Open dmeziere opened 4 months ago
Jobs are assigned to workers in the order they are given to the server (FIFO). However, the task system in libgearman as used by PHP clients is an abstraction above jobs, and it sends these "tasks" as jobs. It sends them all at one time, and it happens to send them LIFO. Refer to the discussion in issue #319.
Basically, if you change how you submit the tasks/jobs in your clients (hint: use doBackground
), you should get FIFO.
Alternatively, you are welcome to contribute a PR which changes the order that tasks are added in libgearman to be FIFO.
I also think you need to add more workers until the rate of jobs you can complete exceeds the rate of jobs that you add. Try doubling or tripling the number of workers you have.
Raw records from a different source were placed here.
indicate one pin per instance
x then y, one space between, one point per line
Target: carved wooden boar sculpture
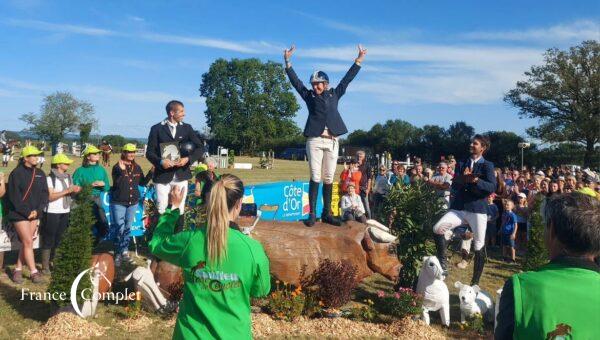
291 245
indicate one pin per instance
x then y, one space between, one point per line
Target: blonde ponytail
224 194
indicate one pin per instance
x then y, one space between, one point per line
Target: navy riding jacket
322 109
471 197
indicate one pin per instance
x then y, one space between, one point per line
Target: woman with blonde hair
222 267
27 198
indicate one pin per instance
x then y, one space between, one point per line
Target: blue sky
428 62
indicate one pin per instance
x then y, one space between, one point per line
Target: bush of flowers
285 303
400 304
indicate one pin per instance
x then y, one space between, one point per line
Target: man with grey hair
562 297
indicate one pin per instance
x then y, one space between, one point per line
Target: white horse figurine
473 300
144 283
435 292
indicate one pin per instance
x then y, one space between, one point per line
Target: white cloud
135 18
572 32
434 73
361 30
20 88
251 47
64 28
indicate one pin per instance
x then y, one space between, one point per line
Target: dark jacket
160 133
125 184
21 204
322 109
471 196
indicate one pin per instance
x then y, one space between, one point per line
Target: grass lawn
17 315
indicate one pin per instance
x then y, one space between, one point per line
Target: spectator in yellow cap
56 217
127 175
90 173
27 198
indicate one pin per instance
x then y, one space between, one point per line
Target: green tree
537 253
60 113
74 254
85 129
413 210
505 150
564 94
248 103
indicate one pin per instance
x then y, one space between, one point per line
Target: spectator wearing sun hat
27 198
56 216
127 175
91 173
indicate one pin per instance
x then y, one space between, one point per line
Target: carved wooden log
169 278
291 245
106 264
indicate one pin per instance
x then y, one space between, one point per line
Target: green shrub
412 211
365 313
473 324
537 254
74 254
400 304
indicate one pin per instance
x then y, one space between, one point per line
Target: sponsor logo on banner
290 198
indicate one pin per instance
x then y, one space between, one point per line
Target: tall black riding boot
313 192
179 225
440 247
46 261
326 216
478 264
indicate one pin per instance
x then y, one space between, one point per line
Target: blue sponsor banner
283 201
137 227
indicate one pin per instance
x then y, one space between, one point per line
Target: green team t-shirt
86 175
216 299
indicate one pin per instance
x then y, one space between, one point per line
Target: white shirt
349 200
56 207
172 127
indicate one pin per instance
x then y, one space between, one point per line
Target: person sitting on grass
222 267
562 297
352 207
509 230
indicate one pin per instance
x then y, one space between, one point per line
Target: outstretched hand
287 53
361 53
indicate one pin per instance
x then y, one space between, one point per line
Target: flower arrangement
285 303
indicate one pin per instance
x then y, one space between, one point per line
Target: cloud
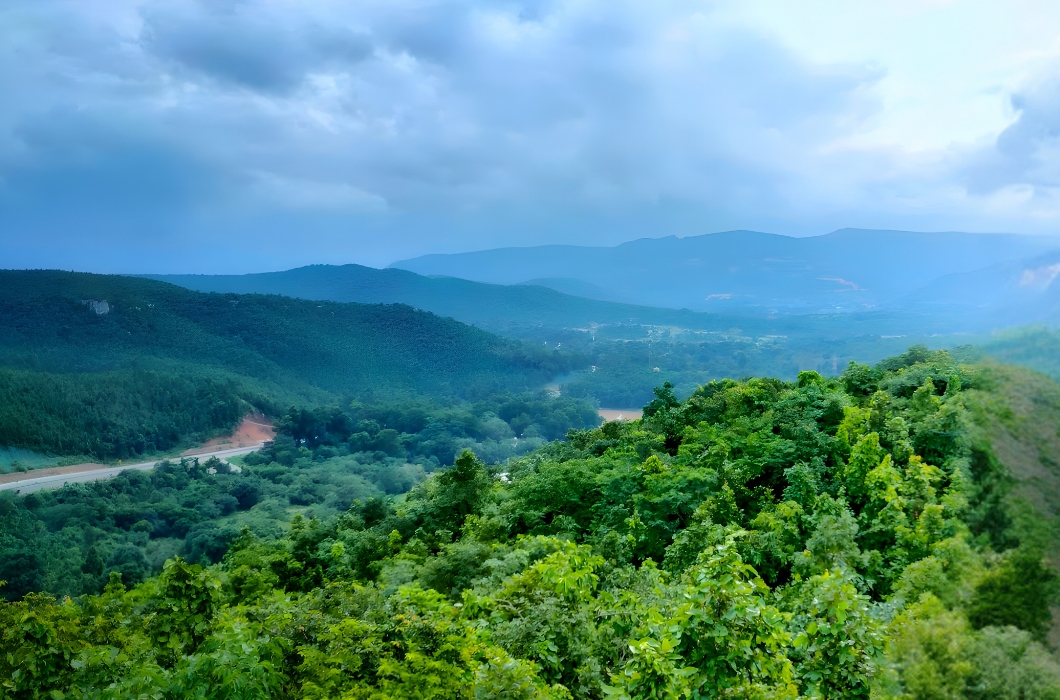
389 128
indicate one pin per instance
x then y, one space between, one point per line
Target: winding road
29 484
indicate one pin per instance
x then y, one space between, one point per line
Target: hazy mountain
848 269
517 309
1005 294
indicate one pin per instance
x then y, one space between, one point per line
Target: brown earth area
254 430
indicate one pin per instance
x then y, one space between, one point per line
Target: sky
221 136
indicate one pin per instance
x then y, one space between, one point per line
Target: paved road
31 484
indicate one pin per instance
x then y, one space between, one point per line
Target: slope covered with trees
838 539
113 367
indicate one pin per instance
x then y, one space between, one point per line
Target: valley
343 450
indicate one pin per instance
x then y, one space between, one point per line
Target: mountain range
746 272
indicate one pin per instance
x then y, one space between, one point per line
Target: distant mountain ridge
63 321
849 269
513 310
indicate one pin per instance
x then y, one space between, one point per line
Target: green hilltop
881 535
115 366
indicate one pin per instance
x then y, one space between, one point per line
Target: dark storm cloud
381 129
248 45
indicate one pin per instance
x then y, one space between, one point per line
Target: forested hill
140 364
514 310
882 535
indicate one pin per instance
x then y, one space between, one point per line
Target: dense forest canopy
844 538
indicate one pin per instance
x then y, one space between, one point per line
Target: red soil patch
254 430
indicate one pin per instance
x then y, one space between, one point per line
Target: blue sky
222 136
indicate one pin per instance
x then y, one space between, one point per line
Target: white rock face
100 308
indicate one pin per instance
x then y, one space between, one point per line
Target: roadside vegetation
863 537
Thank you for this track to explore. Adding more workers, in my case, means adding more physical servers (i already pushed the number of process per machine to a confortable ratio), and the costs will explode. That said, if i can prevent a not-yet-ended import to be pushed again and again by incoming ones, it will be a major upgrade !
When i say "35 PHP workers", i was meaning 7 physical servers each hosting 5 VM using each 3 worker processes.
You may also be running into the round robin problem. If you have multiple functions per worker, the default behavior is to assign all the jobs in one function before sending another function. Try passing --round-robin to gearmand.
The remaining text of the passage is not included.